Er trägt einen großen Namen wie mancher Sohn eines berühmten Vaters, er erfüllt sogar den Traum von Vater Ioan Holender, als Bariton auf den Opernbühnen und in den Konzertsälen Karriere zu machen, aber Liviu Holender sucht doch konsequent seinen eigenen Weg.

Renate Wagner hat für den Online Merker die Fragen gestellt.

Herr Holender, räumen wir die Frage, die kommen muss und die jeder erwartet, gleich weg. Ihr Vater ist zwar kein Sänger, aber er war lange Jahre Direktor der Wiener Staatsoper, und auch heute, 12 Jahre danach, kennt noch jeder in der Branche seinen Namen. Ist das eine Last oder ein Gewinn?

Mein Vater war sechs Jahre lange hauptberuflich als Opernsänger tätig, auch im Stadttheater Klagenfurt engagiert, und ist in seinem Herzen (so empfinde ich es) immer ein Sänger geblieben. Besonders durch sein ungemein großes Wissen und heute wahrscheinlich einzigartigen Erfahrungsreichtum mit und über Sänger habe ich enorm viel gelernt und profitiert. Er ist ein sehr ehrlicher Beobachter und auch strenger Kritiker meiner Entwicklung. Sowohl von meinem Vater als ehemaligem Sänger und meiner Mutter, früher Dramaturgin an der Oper Luzern, aber auch durch meinen früh erhaltenen Musikunterricht, habe ich dieses Wissen über Interpretation und die Opernpraxis quasi als „Muttermilch“ mitbekommen. Dies war und ist ein immens wertvoller Gewinn für mich, und bin sehr dankbar für dieses Privileg.

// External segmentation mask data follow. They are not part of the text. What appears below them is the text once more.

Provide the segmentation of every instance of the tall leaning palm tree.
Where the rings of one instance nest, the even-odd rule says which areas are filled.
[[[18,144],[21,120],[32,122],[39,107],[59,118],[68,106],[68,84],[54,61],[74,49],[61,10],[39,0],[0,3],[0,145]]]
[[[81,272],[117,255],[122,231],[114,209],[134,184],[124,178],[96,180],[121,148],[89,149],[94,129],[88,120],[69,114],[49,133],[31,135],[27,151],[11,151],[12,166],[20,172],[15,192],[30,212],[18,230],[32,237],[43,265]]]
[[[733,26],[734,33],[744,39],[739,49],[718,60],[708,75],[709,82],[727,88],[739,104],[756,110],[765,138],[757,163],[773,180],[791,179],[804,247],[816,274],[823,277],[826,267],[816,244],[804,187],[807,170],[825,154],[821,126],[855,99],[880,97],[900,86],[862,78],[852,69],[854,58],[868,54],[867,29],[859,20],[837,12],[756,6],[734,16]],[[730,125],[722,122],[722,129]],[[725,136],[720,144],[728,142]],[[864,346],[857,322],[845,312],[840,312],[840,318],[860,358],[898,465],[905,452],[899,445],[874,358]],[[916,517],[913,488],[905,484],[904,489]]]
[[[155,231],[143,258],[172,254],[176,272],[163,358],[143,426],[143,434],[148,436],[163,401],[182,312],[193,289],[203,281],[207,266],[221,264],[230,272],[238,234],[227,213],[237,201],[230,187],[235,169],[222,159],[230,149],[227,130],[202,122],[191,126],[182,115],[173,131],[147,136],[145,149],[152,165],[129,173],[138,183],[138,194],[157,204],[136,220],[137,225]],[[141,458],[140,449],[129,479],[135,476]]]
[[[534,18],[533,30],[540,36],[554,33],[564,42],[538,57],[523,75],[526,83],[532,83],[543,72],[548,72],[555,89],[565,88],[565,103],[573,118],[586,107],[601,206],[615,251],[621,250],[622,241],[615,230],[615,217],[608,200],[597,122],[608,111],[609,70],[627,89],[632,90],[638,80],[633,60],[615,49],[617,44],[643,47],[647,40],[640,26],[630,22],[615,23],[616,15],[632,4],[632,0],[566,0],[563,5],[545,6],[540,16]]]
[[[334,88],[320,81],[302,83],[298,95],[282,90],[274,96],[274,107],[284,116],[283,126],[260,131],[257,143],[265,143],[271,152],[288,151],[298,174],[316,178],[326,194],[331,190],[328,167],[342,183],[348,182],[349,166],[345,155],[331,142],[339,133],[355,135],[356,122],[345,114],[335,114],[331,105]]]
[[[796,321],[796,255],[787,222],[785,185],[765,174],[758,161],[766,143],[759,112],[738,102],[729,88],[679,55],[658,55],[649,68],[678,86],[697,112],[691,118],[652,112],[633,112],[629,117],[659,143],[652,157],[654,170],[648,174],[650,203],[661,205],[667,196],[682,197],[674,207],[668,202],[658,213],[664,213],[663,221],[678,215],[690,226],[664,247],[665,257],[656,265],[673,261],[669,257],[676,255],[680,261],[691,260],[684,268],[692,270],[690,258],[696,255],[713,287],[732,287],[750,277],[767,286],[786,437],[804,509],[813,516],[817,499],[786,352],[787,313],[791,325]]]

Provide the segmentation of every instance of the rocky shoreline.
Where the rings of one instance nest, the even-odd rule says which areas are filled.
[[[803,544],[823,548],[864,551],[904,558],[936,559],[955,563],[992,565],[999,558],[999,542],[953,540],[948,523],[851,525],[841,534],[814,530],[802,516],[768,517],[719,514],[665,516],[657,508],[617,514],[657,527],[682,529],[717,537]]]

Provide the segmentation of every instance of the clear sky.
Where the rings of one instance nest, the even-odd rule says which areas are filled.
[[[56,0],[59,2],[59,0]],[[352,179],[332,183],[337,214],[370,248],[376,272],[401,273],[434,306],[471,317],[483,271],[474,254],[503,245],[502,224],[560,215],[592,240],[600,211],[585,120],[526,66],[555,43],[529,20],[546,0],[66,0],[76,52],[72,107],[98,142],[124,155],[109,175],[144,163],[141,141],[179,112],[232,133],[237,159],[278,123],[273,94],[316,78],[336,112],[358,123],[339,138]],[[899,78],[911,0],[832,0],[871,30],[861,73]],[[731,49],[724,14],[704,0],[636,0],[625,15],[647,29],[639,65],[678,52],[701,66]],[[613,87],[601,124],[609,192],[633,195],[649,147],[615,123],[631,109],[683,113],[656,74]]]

Sie sind gleichsam als kleiner Junge im Dunstkreis der Wiener Staatsoper aufgewachsen, hatten also von Anfang an mit Sicherheit mehr Einblick in all die Schwierigkeiten des Sänger-Berufs als andere. Warum haben Sie ihn gewählt – trotzdem gewählt? Oder wollten Sie, als Sie mit dem Studium der Klarinette begonnen haben, Instrumentalsolist werden?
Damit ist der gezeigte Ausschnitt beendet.